Last June, we came back to a study conducted by researchers at Carnegie Mellon University in Pittsburgh. Focused on Twitter, it has analyzed more than 200 million publications devoted to the coronavirus pandemic. The finding was then final since 45 % of accounts that posted tweets on the subject were controlled by bots. Bots are in fact great vectors for the dissemination of disinformation. They notably ensured the promotion of far-fetched theories such as that claiming that American hospitals have been filled with wax dummies to make it look like the epidemic was strong.
A few months later, research carried out by scientists from theThe University of Sydney refutes these findings. They claim that on Twitter, bots only play a minor role in spreading disinformation compared to human users.
Large social networks must review their copy
In detail, the researchers focused on 53,000 randomly selected social network accounts. On this basis, they monitored the interactions of the latter with more than 20 million publications related to vaccines between 2017 and 2019. They then found that exposure to this type of content was quite infrequent and that the influence of robots was even less so.

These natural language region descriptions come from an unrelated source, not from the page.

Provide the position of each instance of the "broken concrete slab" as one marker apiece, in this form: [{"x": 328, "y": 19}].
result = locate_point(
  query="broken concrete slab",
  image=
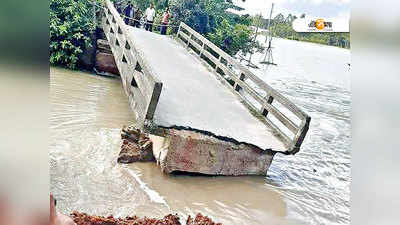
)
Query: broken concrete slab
[
  {"x": 136, "y": 146},
  {"x": 204, "y": 153}
]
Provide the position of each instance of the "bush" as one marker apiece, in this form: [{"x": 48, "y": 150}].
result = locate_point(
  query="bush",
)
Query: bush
[{"x": 72, "y": 23}]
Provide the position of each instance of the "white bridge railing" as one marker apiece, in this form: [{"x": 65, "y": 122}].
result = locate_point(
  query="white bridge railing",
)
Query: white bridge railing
[
  {"x": 291, "y": 127},
  {"x": 140, "y": 82}
]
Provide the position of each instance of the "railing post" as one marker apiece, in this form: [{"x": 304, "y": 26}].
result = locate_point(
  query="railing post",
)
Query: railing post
[
  {"x": 202, "y": 49},
  {"x": 179, "y": 29},
  {"x": 237, "y": 87},
  {"x": 269, "y": 101},
  {"x": 217, "y": 65}
]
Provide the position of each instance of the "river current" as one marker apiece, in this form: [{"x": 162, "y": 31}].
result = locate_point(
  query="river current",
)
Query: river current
[{"x": 311, "y": 187}]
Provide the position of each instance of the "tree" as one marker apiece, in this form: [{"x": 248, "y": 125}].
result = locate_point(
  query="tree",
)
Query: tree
[{"x": 72, "y": 24}]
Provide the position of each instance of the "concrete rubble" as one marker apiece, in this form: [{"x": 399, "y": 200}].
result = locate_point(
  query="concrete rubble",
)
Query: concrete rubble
[
  {"x": 187, "y": 150},
  {"x": 84, "y": 219},
  {"x": 136, "y": 146}
]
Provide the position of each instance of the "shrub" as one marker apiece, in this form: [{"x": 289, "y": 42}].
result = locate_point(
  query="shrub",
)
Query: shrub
[{"x": 72, "y": 23}]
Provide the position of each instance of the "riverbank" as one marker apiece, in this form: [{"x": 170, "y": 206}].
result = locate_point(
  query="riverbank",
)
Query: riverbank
[{"x": 84, "y": 219}]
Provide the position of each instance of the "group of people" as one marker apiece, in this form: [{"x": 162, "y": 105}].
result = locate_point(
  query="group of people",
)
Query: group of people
[{"x": 133, "y": 17}]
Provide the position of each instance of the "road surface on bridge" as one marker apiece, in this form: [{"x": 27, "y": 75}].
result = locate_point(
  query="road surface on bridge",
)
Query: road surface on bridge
[{"x": 192, "y": 95}]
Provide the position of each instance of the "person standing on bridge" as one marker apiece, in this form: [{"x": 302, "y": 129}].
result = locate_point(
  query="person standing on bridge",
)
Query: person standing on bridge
[
  {"x": 164, "y": 21},
  {"x": 138, "y": 16},
  {"x": 150, "y": 14},
  {"x": 129, "y": 13}
]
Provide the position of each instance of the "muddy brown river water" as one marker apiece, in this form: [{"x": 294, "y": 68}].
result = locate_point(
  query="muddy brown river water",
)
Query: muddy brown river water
[{"x": 311, "y": 187}]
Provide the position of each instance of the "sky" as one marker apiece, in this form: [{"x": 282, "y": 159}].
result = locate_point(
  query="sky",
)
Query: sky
[{"x": 314, "y": 8}]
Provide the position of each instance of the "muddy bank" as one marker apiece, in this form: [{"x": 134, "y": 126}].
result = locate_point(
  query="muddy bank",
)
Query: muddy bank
[{"x": 84, "y": 219}]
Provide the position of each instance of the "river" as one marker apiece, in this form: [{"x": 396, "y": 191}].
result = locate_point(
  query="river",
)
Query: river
[{"x": 311, "y": 187}]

So, for two years the average user was exposed to 757 vaccine-related tweets, so 27 were critical. Overall, 36.7% of these internet users posted or retweeted vaccine content, 4.5% of the total posted anti-vaccine tweets, of which only 2.1% came from a bot.
Far from being trivial, these results are a game-changer. The authors believe that the policy that has been chosen by social networks to eliminate bots is not necessarily the most effective. To protect Internet users from fake news, the giants of the web would therefore be inspired to invest in user awareness and education on the subject.